Sein Plan schien so einfach: Er wollte dem Krieg und Elend in Somalia entkommen und in Europa ein neues Leben beginnen. Eines ohne Krieg. Ein Leben, in dem er arbeiten, Geld verdienen und eine Familie gründen könne. Aber als der 25-Jährige in Italien ankam, merkte er schnell, dass sein Plan nicht aufging. »In Italien hatten wir kaum was zu essen und lebten auf der Straße,« berichtet er. Er schaffte es nach Deutschland, aber auch dort folgte Ernüchterung. »Man hat mir gesagt, dass Italien für mich zuständig ist, weil ich dort erstmals EU-Boden betreten habe«, sagt er.
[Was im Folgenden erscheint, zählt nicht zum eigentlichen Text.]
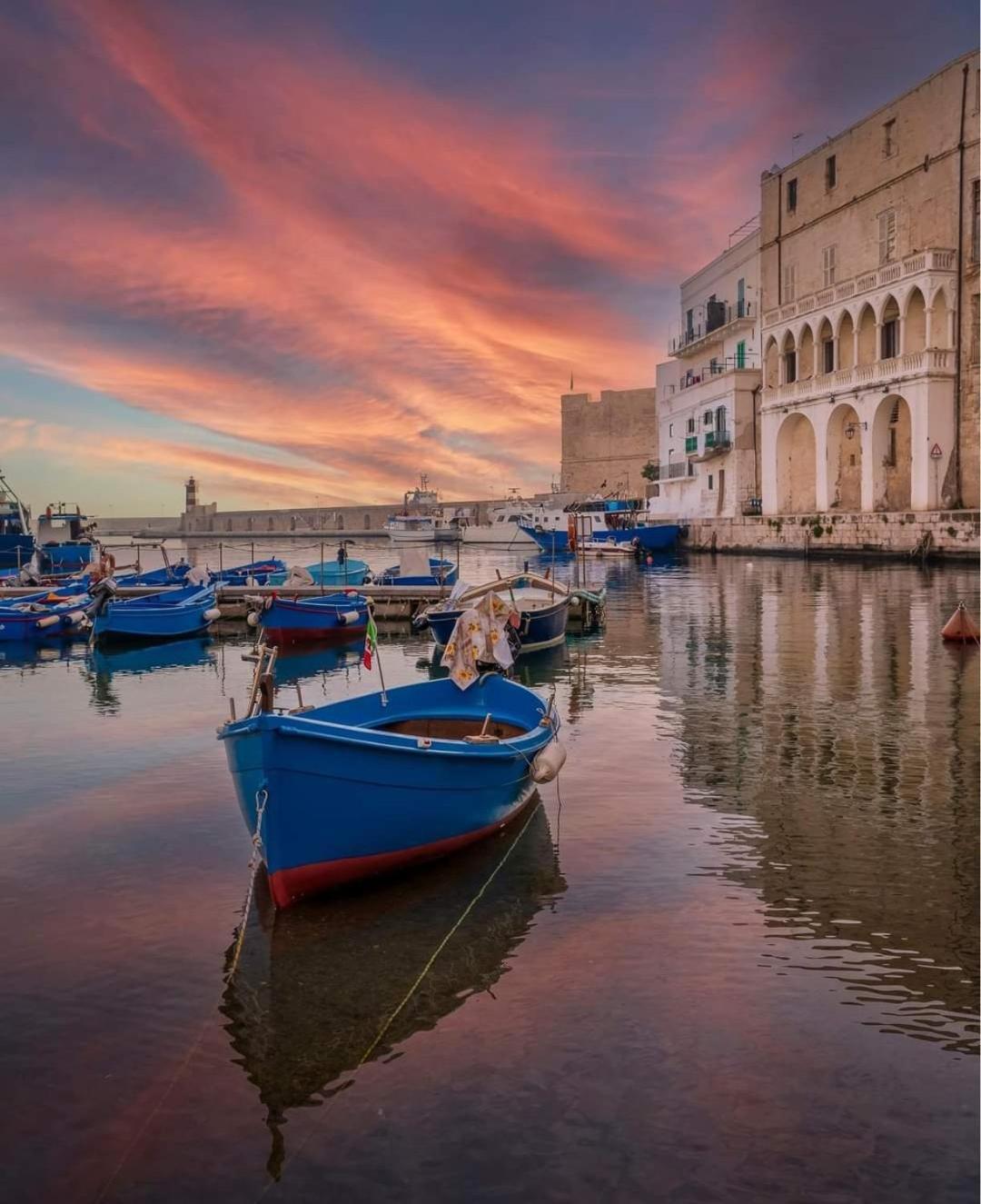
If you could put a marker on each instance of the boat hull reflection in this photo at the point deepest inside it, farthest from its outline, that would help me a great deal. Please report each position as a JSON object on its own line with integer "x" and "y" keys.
{"x": 317, "y": 984}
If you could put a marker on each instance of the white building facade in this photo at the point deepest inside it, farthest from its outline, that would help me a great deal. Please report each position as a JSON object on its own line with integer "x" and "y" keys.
{"x": 708, "y": 393}
{"x": 866, "y": 247}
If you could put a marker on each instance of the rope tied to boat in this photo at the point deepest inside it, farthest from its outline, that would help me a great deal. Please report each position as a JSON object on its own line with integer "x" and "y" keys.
{"x": 255, "y": 861}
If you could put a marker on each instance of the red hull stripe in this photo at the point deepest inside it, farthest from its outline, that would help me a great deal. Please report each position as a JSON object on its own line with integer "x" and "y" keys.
{"x": 288, "y": 886}
{"x": 321, "y": 634}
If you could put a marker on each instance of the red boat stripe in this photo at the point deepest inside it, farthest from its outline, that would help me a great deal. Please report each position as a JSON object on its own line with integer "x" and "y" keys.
{"x": 288, "y": 886}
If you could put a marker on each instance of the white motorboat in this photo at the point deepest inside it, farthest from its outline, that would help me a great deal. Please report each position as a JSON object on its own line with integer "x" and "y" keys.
{"x": 503, "y": 526}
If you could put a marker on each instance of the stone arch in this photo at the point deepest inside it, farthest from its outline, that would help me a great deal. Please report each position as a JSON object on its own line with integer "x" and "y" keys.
{"x": 772, "y": 363}
{"x": 796, "y": 466}
{"x": 915, "y": 323}
{"x": 888, "y": 328}
{"x": 939, "y": 322}
{"x": 892, "y": 454}
{"x": 847, "y": 341}
{"x": 824, "y": 348}
{"x": 806, "y": 353}
{"x": 844, "y": 459}
{"x": 867, "y": 348}
{"x": 788, "y": 355}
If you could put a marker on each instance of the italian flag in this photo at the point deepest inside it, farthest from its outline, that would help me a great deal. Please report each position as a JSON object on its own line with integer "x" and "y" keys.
{"x": 371, "y": 642}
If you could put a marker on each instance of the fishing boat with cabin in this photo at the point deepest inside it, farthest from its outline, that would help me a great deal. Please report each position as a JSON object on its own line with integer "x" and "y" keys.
{"x": 15, "y": 538}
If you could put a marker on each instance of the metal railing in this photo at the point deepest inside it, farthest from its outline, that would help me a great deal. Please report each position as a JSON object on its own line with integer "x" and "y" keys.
{"x": 718, "y": 319}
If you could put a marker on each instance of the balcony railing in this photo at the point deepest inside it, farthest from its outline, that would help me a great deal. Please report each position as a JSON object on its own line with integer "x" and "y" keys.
{"x": 720, "y": 317}
{"x": 936, "y": 260}
{"x": 862, "y": 377}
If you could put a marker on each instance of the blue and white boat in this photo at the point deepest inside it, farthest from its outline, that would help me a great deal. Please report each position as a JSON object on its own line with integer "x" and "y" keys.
{"x": 44, "y": 617}
{"x": 258, "y": 572}
{"x": 541, "y": 606}
{"x": 15, "y": 538}
{"x": 292, "y": 621}
{"x": 184, "y": 611}
{"x": 600, "y": 519}
{"x": 332, "y": 572}
{"x": 380, "y": 781}
{"x": 65, "y": 541}
{"x": 415, "y": 569}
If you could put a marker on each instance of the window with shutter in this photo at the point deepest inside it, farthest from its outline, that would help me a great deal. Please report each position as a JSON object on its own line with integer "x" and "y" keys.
{"x": 887, "y": 236}
{"x": 828, "y": 264}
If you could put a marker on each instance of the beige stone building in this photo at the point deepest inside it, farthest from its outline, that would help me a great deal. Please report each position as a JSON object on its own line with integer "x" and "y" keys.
{"x": 606, "y": 443}
{"x": 708, "y": 393}
{"x": 869, "y": 281}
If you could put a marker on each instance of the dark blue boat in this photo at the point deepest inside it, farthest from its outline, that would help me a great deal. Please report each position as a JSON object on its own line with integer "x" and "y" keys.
{"x": 380, "y": 781}
{"x": 185, "y": 611}
{"x": 541, "y": 604}
{"x": 15, "y": 538}
{"x": 332, "y": 615}
{"x": 441, "y": 572}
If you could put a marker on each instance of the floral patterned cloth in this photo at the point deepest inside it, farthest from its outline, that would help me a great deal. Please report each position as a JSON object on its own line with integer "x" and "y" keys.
{"x": 480, "y": 636}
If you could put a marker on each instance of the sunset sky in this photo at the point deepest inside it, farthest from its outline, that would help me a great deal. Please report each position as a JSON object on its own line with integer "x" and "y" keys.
{"x": 307, "y": 249}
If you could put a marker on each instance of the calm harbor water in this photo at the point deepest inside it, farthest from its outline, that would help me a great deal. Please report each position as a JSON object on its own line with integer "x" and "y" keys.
{"x": 737, "y": 961}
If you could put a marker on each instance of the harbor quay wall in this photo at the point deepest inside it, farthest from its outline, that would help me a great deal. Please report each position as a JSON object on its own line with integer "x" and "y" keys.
{"x": 943, "y": 534}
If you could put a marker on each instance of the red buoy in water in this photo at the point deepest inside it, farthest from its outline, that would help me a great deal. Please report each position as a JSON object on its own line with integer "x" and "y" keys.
{"x": 962, "y": 627}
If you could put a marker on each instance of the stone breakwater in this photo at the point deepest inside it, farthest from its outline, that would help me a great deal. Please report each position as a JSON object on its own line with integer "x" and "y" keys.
{"x": 944, "y": 534}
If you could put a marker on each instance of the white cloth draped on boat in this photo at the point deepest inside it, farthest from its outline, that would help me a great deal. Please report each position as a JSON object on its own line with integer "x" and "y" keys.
{"x": 414, "y": 562}
{"x": 480, "y": 634}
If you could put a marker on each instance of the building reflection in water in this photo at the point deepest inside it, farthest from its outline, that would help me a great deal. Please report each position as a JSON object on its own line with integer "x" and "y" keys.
{"x": 818, "y": 701}
{"x": 317, "y": 984}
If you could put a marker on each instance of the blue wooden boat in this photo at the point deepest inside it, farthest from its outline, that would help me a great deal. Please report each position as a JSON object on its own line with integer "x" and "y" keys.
{"x": 15, "y": 538}
{"x": 541, "y": 604}
{"x": 441, "y": 572}
{"x": 258, "y": 572}
{"x": 332, "y": 617}
{"x": 185, "y": 611}
{"x": 39, "y": 617}
{"x": 380, "y": 781}
{"x": 352, "y": 572}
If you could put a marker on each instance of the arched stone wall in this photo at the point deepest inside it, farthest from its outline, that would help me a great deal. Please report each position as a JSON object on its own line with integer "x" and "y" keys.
{"x": 847, "y": 342}
{"x": 844, "y": 442}
{"x": 772, "y": 363}
{"x": 868, "y": 353}
{"x": 915, "y": 333}
{"x": 796, "y": 466}
{"x": 892, "y": 455}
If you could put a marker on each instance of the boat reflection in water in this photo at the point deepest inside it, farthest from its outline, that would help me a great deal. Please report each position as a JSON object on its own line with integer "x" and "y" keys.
{"x": 315, "y": 984}
{"x": 134, "y": 660}
{"x": 312, "y": 662}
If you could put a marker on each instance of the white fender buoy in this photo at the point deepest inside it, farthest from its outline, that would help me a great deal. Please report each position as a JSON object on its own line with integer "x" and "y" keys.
{"x": 548, "y": 762}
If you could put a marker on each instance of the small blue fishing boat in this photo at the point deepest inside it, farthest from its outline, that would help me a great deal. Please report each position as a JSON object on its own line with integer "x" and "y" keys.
{"x": 330, "y": 617}
{"x": 335, "y": 573}
{"x": 15, "y": 538}
{"x": 258, "y": 572}
{"x": 415, "y": 569}
{"x": 43, "y": 617}
{"x": 541, "y": 607}
{"x": 376, "y": 782}
{"x": 65, "y": 543}
{"x": 185, "y": 611}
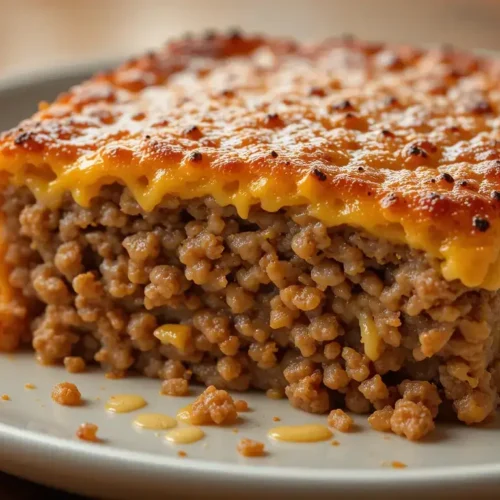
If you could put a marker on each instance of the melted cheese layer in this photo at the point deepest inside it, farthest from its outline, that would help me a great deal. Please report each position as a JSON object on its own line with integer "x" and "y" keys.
{"x": 397, "y": 141}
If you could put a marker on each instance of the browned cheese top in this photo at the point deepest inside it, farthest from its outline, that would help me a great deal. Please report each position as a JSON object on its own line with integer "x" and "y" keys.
{"x": 399, "y": 141}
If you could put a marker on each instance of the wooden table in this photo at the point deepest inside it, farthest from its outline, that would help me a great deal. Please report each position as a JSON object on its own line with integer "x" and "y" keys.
{"x": 35, "y": 34}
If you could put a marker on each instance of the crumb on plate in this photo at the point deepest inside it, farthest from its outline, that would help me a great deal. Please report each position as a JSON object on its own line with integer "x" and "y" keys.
{"x": 250, "y": 448}
{"x": 66, "y": 394}
{"x": 175, "y": 387}
{"x": 275, "y": 394}
{"x": 380, "y": 420}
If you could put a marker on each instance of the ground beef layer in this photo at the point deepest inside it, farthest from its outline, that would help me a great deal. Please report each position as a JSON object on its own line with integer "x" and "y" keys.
{"x": 328, "y": 317}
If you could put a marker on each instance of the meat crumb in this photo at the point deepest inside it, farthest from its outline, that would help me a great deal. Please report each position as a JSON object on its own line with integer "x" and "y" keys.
{"x": 88, "y": 432}
{"x": 340, "y": 420}
{"x": 74, "y": 364}
{"x": 66, "y": 394}
{"x": 275, "y": 394}
{"x": 241, "y": 405}
{"x": 175, "y": 387}
{"x": 250, "y": 448}
{"x": 380, "y": 420}
{"x": 213, "y": 406}
{"x": 398, "y": 465}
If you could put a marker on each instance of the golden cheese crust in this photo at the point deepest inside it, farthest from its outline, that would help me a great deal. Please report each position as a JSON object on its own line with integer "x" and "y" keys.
{"x": 400, "y": 141}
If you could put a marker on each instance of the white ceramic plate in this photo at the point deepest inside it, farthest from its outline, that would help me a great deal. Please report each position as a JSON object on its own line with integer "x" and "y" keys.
{"x": 37, "y": 436}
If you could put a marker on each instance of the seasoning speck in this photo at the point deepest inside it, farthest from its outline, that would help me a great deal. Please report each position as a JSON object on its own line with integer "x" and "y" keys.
{"x": 321, "y": 176}
{"x": 195, "y": 156}
{"x": 481, "y": 224}
{"x": 447, "y": 177}
{"x": 88, "y": 432}
{"x": 250, "y": 448}
{"x": 66, "y": 394}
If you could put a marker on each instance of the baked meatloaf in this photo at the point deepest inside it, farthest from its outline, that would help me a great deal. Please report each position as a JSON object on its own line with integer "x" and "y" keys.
{"x": 318, "y": 220}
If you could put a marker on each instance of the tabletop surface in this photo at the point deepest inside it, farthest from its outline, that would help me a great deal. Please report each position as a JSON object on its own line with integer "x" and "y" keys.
{"x": 51, "y": 36}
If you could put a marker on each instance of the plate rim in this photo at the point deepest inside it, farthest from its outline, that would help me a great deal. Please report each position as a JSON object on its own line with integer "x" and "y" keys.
{"x": 12, "y": 437}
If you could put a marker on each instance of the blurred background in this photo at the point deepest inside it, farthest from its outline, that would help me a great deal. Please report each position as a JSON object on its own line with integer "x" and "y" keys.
{"x": 43, "y": 33}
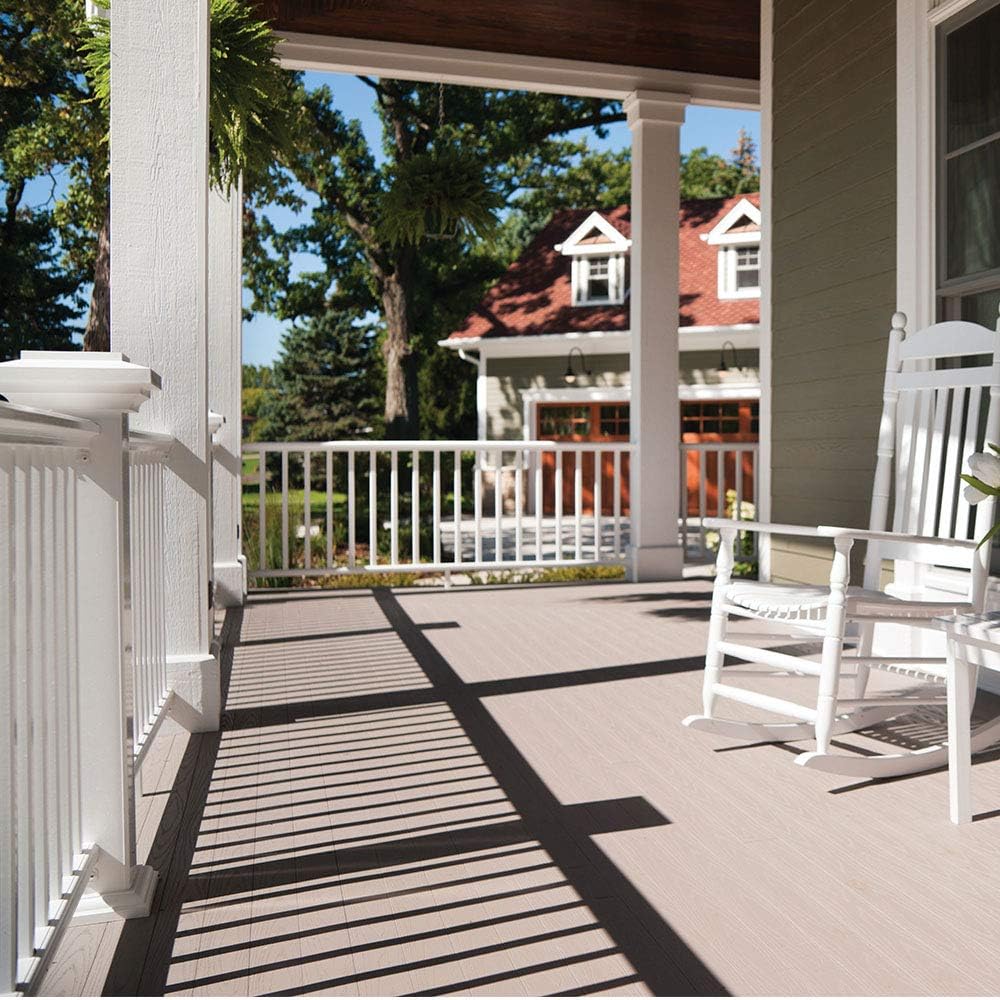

Diese Regelung abzuschaffen, ist eine der Forderungen der Flüchtlingsgruppe an die EU. Um sie an die Verantwortlichen heranzutragen, sind sie Ende Mai zu einem Europäischen Friedensmarsch aufgebrochen - mit dem Ziel Brüssel, wo die Staats- und Regierungschefs der EU-Mitgliedsstaaten am Donnerstag und Freitag zum Juni-Gipfel zusammenkommen.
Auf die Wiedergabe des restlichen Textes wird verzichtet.